• No results found

Organisatie van het samenwerkingsverband

In document Eigen kracht in de praktijk gebracht (pagina 53-63)

6. RESULTATEN

6.4 Organisatie van het samenwerkingsverband

Taken en verantwoordelijkheden

Figuur 11. Eigen Kracht in de hulpverleners taakomschrijving (N=23)

Van de 23 respondenten die de vraag beantwoorden of de nieuwe rol binnen de taakomschrijving van de hulpverlener past, geven er elf aan dat de nieuwe manier van werken echt nieuw is ten opzichte van de manier van werken waarvoor de hulpverlener is opgeleid. Hulpverleners zijn volgens de geïnterviewden geneigd om met oplossingen te komen als een cliënt een vraag stelt, terwijl bij het bevorderen van eigen kracht juist de mogelijkheden van de cliënt zelf centraal dienen te staan.

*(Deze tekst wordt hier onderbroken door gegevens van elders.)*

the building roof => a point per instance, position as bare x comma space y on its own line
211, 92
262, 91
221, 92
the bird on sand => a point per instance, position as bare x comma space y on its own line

Wanneer de cliënt de vraag zelf niet stelt, is het helemaal lastig voor de hulpverlener om op de achtergrond te blijven. Verschillende respondenten zeggen hierover: ‘Hulpverleners zijn niet gewend om te vragen en door te vragen wat er al gebeurt en wat er allemaal mogelijk is in een bepaalde situatie. Daar zijn ze niet voor opgeleid. Ze zijn gewend dat een cliënt met een vraag komt die hij/zij als hulpverlener dan oplost. Aan de cliënt vragen wat hij zelf kan doen, voelt een beetje als afschepen:

Als ze om hulp vragen, moet je toch helpen?’ en ‘Als de cliënt erbij is, vereist dat ander taalgebruik. Er moet echt positief gedacht worden. Niet alleen de negatieve dingen, maar ook de positieve gedragingen moeten benoemd worden. De kracht van het gezin moet benoemd worden. Dat is soms best lastig en wel wennen’ en: ‘De hulpverleners moeten continu de vraag teruggeven aan de cliënt, terwijl ze gewend zijn deze meteen te proberen te beantwoorden. Ze moeten af van het problematiseren en overnamen’ en: ‘De hulpverleners zijn toch gewend om probleemgericht te werken. Desnoods lossen ze samen met de cliënt de problemen op, maar de regie helemaal overgeven aan de ouders/het gezin, blijft lastig’. De geïnterviewden die aangeven dat het omschakelen moeizaam verloopt, geven enkele factoren die dit proces zouden kunnen bevorderen:

‘Het is belangrijk daar in training en scholing aandacht aan te besteden en het steeds opnieuw te blijven agenderen’ en ‘Om dit systeemdenken te bevorderen moeten de hulpverleners op zijn minst de CJG coördinator kennen en dat gebeurt nu nog te weinig’ en ten slotte: ‘Daar is steun van de organisatie voor nodig’.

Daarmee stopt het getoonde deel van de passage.